From the list of layer 2 protocols at [cisco], we can see that
PPP has the value 24:
NAME Selector ID
ppp 24
So, in the case of layer 2 protocol PPP, the Classification
Engine ID is 12 while the Selector ID has the value 24.
Therefore the Application Tag is encoded as:
0 1
0 1 2 3 4 5 6 7 8 9 0 1 2 3 4 5
+-+-+-+-+-+-+-+-+-+-+-+-+-+-+-+-+
| 12 | 24 |
+-+-+-+-+-+-+-+-+-+-+-+-+-+-+-+-+
So the Application Tag has the value of 3097. Instead of
representing the Application Tag in hexadecimal format, the
format '12...24' is used for simplicity in the examples below.
Flexible NetFlow creates a Template Record with a few
Information Elements: amongst other things, the Application Tag.
For example:
- sourceIPv4Address (key field)
- destinationIPv4Address (key field)
- ipDiffServCodePoint (key field)
- applicationTag (key field)
<Claise, Aitken, Ben-Dvora> Expires April 16 2011 [Page 13]
Internet-Draft <Export of App. Info. in IPFIX > Oct 2010
- octetTotalCount (non key field)
For example, a Flow Record corresponding to the above Template
Record may contain:
{ sourceIPv4Address=1.1.1.1, destinationIPv4Address=2.2.2.2,
ipDiffServCodePoint=0, applicationTag='12...24',
octetTotalCount=123456 }
The Collector has all the required information to determine that
the application is PPP, because the Application Tag uses a
global and well know registry, ie the IANA protocol number.
The 24 value is globally unique within Cisco Systems for
Classification Engine ID 12, so the Collector can determine
which application is represented by the Application Tag by
loading the registry out of band.
5.2. Example 2: Standardized IANA Layer 3 Protocol
From the list of Classification Engine IDs in Table 1, we can
see that the IANA layer 3 Classification Engine ID is 1:
IANA- 1 The IANA protocol (layer 3) number is
L3 exported in the Selector ID.
See
http://www.iana.org/assignments/protocol-
numbers..
From the list of IANA layer 3 protocols (see [IANA-PROTO]), we
can see that ICMP has the value 1:
Decimal Keyword Protocol Reference
1 ICMP Internet Control Message [RFC792]
So in the case of the standardized IANA layer 3 protocol ICMP,
the Classification Engine ID is 1, and the Selector ID has the
value of 1.
Therefore the Application Tag is encoded as:
0 1
0 1 2 3 4 5 6 7 8 9 0 1 2 3 4 5
+-+-+-+-+-+-+-+-+-+-+-+-+-+-+-+-+
<Claise, Aitken, Ben-Dvora> Expires April 16 2011 [Page 14]

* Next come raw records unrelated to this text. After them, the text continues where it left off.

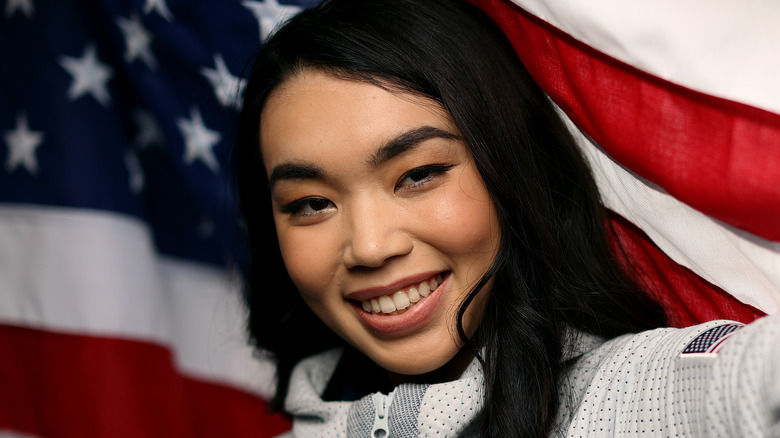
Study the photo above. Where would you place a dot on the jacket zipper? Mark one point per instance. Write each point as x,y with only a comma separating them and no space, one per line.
382,408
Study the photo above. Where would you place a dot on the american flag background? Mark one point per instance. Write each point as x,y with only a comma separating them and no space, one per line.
120,310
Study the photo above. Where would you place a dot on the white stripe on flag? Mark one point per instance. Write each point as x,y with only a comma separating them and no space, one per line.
96,273
722,48
746,266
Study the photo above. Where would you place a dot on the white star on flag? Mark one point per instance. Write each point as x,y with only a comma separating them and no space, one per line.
24,6
270,14
226,87
160,6
199,140
137,40
22,144
89,75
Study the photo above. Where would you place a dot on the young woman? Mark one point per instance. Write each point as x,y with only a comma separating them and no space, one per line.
429,253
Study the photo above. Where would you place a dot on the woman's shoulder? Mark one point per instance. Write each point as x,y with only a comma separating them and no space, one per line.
670,381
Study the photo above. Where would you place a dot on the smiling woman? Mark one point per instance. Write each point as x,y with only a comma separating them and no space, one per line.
429,252
383,221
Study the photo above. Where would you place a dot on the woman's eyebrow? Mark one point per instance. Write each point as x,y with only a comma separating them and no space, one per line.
407,141
294,171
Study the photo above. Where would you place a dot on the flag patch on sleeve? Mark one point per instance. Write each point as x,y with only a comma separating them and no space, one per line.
711,340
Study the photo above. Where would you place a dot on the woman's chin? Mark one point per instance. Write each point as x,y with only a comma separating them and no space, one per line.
427,370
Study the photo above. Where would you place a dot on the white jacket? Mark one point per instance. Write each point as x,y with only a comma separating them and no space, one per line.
718,379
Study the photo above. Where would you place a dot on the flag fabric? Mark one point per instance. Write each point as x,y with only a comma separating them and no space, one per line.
675,105
120,307
120,310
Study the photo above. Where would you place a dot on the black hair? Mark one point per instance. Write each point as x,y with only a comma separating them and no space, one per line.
555,268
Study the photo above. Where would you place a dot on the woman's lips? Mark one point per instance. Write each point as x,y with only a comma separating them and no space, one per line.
399,323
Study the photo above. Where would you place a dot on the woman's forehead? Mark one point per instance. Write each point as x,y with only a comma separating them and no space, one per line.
314,114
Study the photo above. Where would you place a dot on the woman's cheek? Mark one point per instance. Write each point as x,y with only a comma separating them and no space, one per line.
310,258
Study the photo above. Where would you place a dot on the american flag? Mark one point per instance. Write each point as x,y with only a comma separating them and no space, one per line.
120,312
675,104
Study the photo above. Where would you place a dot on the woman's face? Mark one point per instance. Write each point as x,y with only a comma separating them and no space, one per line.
383,220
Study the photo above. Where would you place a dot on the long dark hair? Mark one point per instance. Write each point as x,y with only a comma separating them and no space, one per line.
555,269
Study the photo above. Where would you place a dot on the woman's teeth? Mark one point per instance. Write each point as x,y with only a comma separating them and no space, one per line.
402,299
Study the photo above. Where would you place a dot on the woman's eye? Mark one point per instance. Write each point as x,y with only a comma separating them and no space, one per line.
421,175
307,206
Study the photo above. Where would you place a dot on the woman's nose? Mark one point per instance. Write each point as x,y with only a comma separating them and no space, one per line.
375,234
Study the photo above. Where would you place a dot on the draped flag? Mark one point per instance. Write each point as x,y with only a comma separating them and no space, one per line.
677,109
120,308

Internet-Draft <Export of App. Info. in IPFIX > Oct 2010
| 1 | 1 |
+-+-+-+-+-+-+-+-+-+-+-+-+-+-+-+-+
So the Application Tag has the value of 257. Instead of
representing the Application Tag in hexadecimal format, the
format '1...1' is used for simplicity in the examples below.
Flexible NetFlow creates a Template Record with a few
Information Elements: amongst other things, the Application Tag.
For example:
- sourceIPv4Address (key field)
- destinationIPv4Address (key field)
- ipDiffServCodePoint (key field)
- applicationTag (key field)
- octetTotalCount (non key field)
For example, a Flow Record corresponding to the above Template
Record may contain:
{ sourceIPv4Address=1.1.1.1, destinationIPv4Address=2.2.2.2,
ipDiffServCodePoint=0, applicationTag='1...1',
octetTotalCount=123456 }
The Collector has all the required information to determine that
the application is ICMP, because the Application Tag uses a
global and well know registry, ie the IANA L3 protocol number.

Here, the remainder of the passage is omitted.